Hi, I have a question regarding the optimal/correct use of dask. I have a need to run groupby
on a dask dataframe that is approximately 1B rows (~24 columns). The raw data are strored as many csvs (each about 50-100M rows) and currently I am reading those into memory (1 TB memory on this particular VM). My goal is to write the grouped by csvs to disk in parallel (112 cores on this VM). This is because I have to do this task for many different ~1B datasets and I need timely processing. I believe what I am doing is not correct, because my processor usage is low (~1%) when I do the groupby.
for month in MONTHS:
csv_wildcard_path = Path(path_to_input_csvs) / f"{month}-*.csv"
gdf = dd.read_csv(csv_wildcard_path, usecols=DFCOLS, dtype=dtype, assume_missing=True) # this is about 1B rows (400 or so GB)
gdf = gdf.map_partitions(convert_partition, meta=EXAMPLE).persist()

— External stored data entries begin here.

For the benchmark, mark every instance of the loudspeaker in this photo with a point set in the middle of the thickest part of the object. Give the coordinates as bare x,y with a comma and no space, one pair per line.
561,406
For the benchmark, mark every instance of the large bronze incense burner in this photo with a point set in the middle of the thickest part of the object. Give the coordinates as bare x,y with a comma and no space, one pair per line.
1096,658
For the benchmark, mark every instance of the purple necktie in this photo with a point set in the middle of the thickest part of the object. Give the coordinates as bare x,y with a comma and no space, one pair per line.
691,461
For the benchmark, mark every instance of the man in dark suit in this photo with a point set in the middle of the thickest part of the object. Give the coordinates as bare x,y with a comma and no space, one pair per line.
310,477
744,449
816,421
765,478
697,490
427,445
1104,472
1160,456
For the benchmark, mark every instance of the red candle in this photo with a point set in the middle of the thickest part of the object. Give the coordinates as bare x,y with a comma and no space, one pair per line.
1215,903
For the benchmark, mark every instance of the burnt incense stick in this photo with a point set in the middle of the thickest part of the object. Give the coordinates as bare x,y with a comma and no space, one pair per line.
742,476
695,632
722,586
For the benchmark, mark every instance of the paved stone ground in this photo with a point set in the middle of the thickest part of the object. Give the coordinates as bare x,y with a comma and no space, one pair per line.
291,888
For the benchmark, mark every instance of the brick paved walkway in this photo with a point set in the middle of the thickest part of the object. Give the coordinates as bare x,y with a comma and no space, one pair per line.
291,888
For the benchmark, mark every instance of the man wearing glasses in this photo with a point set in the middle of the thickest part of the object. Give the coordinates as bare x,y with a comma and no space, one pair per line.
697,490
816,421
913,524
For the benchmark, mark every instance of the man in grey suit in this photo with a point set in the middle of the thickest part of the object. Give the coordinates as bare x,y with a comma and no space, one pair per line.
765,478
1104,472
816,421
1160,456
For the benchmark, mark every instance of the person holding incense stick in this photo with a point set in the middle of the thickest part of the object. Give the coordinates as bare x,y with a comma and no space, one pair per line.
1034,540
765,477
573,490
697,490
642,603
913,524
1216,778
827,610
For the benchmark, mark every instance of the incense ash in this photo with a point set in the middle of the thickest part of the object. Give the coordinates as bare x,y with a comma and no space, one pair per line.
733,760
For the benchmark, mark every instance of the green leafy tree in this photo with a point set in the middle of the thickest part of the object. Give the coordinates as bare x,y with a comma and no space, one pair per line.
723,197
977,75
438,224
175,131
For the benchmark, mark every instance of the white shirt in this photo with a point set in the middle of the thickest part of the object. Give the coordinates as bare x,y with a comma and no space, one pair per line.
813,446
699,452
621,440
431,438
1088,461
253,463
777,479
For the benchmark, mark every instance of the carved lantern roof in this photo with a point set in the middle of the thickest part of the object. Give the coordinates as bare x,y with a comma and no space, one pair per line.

gdf.groupby(["ID"]).apply(write_to_csv, meta=gdf._meta).compute() # this is only using 1 core despite all of the available (112) processors
One note that may or may not be relevant is that the convert_partition
function above is:
def convert_partition(df: dd) -> sp.GeoDataFrame:
I have tried wrapping this in a context manager with scheduler=processes
but the groupby operation still only uses apparently one core. Note that I know writing to csv is not optimal (and parquet is preferred), but i have a requirement to write to csv, and that is not the current bottleneck in the code – the groupby operation is the bottleneck.